Крепко сбитая, смуглая, румяная, она чуть не прыскает вся от соков, в ней бродящих.
– А чего, – говорит, – он лезет в мою жизнь! Все гуляют! И я буду! Вон Райка с солдатом за мороженое переспала, и я буду!
* * *Несколько особенностей отличают нашу страну от всех остальных. И главная – это резервистская служба мужчин на протяжении чуть ли не всей активной их гражданской жизни. Ты можешь быть врачом, ученым, музыкантом, бизнесменом – даже миллионером! – но раз в году ты получаешь повестку, надеваешь форму, берешь оружие и исполняешь мужской солдатский долг. Можете вообразить, какое количество смешных и даже гротескных ситуаций порождает – на общем драматическом фоне! – эта наша государственная особенность.
Да, в этой пестрой стране основной фон декораций – защитного цвета.
Три резервиста, отпущенные на субботу, лежат на весенней травке в Саду Роз, неподалеку от кнессета. На газете перед ними остатки только что съеденного солдатского пайка – банки из-под тушенки, скорлупки от яиц. Они лежат, беседуют – о чем могут беседовать сорокапятилетние отцы семейств? – о расходах на свадьбу дочери, о банковских ссудах, о растущих ценах на бензин…
На дорожке появляется группа туристов явно из России – паломники, все в крестах, бороды лопатой… Проходя, неодобрительно смотрят на солдат и один говорит громко:
– У-у! Лежат, загорают, агрессоры сионистские, убийцы, людоеды!

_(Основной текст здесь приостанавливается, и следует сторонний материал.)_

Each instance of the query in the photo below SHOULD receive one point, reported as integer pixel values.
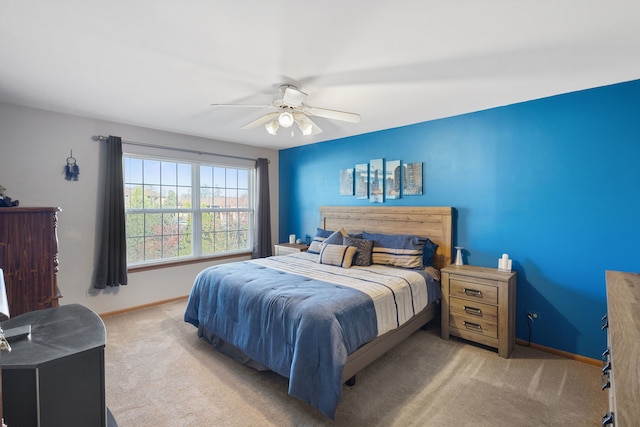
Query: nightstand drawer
(473, 311)
(289, 248)
(485, 291)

Один из резервистов приподнимается на локте и говорит по-русски лениво и доброжелательно:
– Да вы не бойтесь, проходите. Мы уже предыдущей группой туристов пообедали…

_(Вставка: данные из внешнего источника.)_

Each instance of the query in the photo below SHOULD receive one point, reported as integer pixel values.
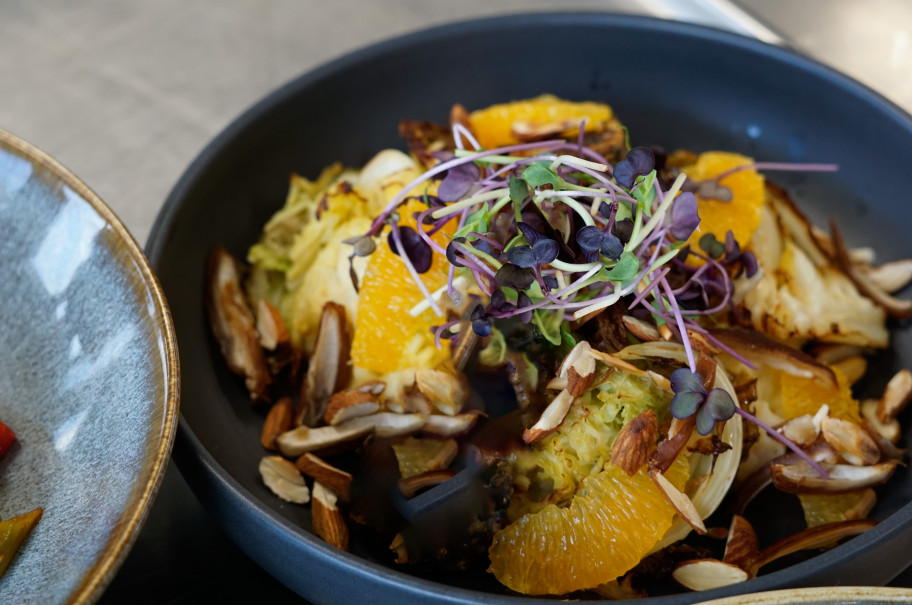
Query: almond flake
(327, 518)
(635, 443)
(284, 479)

* * *Молодой человек лет двадцати пяти, классный системный программист, вальяжный увалень, гурман, эпикуреец. Когда рассказывает что-то или рассуждает, поднимает плутовские глаза к небу и спрашивает:
– Правда, Господи? – И сам себе отвечает, поглаживая себя по макушке: – Правда, Боренька!
Как-то летом призывается на очередную резервистскую службу. В один из дней этого срока ему дали увольнительную, он поехал к приятельнице в Тель-Авив, и там до двух часов ночи они отплясывали в дискотеке. После чего слегка поссорились, подружка уехала ночевать к бывшему приятелю, а ему выдала ключи от своего дома.

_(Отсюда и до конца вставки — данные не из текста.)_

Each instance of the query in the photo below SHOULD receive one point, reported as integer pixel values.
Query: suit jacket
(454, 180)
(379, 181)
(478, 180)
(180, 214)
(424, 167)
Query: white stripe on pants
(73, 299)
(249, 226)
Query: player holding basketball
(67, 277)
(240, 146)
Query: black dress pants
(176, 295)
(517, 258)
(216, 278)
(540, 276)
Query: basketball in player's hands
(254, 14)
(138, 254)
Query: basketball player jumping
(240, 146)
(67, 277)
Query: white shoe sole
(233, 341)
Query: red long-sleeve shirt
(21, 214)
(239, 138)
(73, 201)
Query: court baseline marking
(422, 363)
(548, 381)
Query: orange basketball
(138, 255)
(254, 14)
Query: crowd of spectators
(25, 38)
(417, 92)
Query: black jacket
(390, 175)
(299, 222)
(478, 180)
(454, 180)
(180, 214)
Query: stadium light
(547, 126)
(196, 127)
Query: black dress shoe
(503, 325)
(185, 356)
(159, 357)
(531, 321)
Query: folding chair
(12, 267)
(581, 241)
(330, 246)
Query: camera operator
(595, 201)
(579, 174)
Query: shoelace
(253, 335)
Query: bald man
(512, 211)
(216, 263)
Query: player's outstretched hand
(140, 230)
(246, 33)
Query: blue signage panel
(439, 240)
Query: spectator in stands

Он приехал к ней на квартиру ночью, разделся догола (стояла страшная жара, обычная для этого времени года) и завалился спать.
Проснувшись наутро, не обнаружил в квартире ни одной детали своего туалета. Куда-то исчезла вся одежда, от трусов и носков до галстука. Это было тем более странно, что портмоне и ключи от машины лежали на столе в целости и сохранности. Ничего не понимая, он принялся бродить по квартире.
Ария голого гостя.
Но увольнительная заканчивалась, и, хочешь не хочешь, надо было возвращаться в часть. К тому же машину свою он за неимением места припарковал квартала за два от дома. Делать нечего: он принял душ, открыл дверцы шкафа, подыскал просторный цветастый халатик, сунул ноги в шлепанцы и вышел на улицу. И пошел к своей машине.
У нас вообще-то по улицам самые разные люди разгуливают, да и общий карнавальный средиземноморский настрой позволяет часто «приспустить» галстук… Так что прохожие могли и не обратить внимания на это чучело. Остановил его армейский патруль. Уж как-то совсем странно выглядела бородатая вальяжная дамочка в шлепанцах на босу ногу сорок пятого размера.
И тут патруль выясняет, что перед ними – офицер Армии обороны Израиля…
Ребята остолбенели. Он объясняет им ситуацию. Патруль недееспособен уже не только к патрулированию – к твердому стоянию на ногах… Они валятся наземь от хохота. Наконец, придя в себя, – тут надо оценить демократизм армейских наших нравов, – ребята сажают страдальца в машину и довозят до его собственного транспорта. А там уж он пересаживается в чем стоит в свой автомобиль и едет в часть.